L’étude de traçage des sédiments dans le bassin versant du réservoir Beaudet permet d’identifier des sources principales de sédiments variant selon le site étudié. En général, en se dirigeant de l’amont vers l’aval, des sites 8 à 4, les sols forestiers constituent une part importante des sédiments en suspension dans la rivière Bulstrode. Le bas des berges est cependant la source principale de sédiments dans les sous bassins versants forestiers des rivières Gobeil et du Huit. Le barrage de Princeville semble limiter le transport de ces particules à l’aval. Les sols forestiers ne constituent plus une source importante de sédiments au site 1 et représentent donc une source négligeable de sédiments en suspension dans le réservoir Beaudet, malgré leur présence à l’amont du bassin versant. Les sols agricoles sont une source dominante de sédiments entre les sites 8 et 6 ainsi qu’entre les sites 4 et 3, ce dernier segment étant localisé sur un territoire majoritairement agricole. Dans le sous bassin versant de la rivière l’Abbé, les sédiments en suspension proviennent également majoritairement des sols agricoles. Comme les sols forestiers, les sols agricoles ne constituent cependant pas une source importante de sédiments à l’entrée du réservoir. Les berges de rivière, malgré leur contribution parfois moindre, sont une source de sédiments en suspension de la rivière Bulstrode constante à tous les sites. À l’entrée du réservoir, les sédiments provenant des berges dominent largement les apports à la charge sédimentaire.

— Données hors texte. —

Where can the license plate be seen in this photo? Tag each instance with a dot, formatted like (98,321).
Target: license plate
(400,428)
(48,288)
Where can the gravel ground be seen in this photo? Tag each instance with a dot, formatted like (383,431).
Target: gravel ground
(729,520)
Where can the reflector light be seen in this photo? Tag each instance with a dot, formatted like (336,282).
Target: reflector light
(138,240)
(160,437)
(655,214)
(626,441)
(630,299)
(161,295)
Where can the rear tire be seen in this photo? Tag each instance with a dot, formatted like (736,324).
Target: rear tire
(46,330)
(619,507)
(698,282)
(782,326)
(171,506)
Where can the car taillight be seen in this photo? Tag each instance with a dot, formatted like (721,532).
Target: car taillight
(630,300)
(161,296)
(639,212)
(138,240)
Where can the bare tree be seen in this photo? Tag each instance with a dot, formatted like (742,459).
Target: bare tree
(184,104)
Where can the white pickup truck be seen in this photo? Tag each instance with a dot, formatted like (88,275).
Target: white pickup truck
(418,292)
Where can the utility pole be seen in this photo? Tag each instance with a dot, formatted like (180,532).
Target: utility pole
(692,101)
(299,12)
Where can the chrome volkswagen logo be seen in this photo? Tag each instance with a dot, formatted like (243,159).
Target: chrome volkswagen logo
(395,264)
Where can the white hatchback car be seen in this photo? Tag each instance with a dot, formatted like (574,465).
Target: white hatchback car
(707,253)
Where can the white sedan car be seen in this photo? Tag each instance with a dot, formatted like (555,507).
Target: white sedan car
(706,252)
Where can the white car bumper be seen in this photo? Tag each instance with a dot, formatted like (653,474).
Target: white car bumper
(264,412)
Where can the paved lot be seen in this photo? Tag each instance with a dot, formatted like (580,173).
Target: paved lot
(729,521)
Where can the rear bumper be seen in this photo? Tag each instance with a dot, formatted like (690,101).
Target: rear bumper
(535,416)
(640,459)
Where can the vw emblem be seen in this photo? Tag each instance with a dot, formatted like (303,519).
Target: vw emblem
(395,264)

L’érosion des berges, surtout le bas de celles-ci, semble donc être la source principale de sédiments au réservoir Beaudet. Le segment compris entre les sites 1 et 3 semble particulièrement générateur de sédiments. Des mesures de contrôle de sédiments et de leur transport jusqu’au cours d’eau doivent donc être prioritairement mises en place dans cette partie du bassin versant pour avoir un impact significatif sur la problématique de sédimentation du réservoir Beaudet.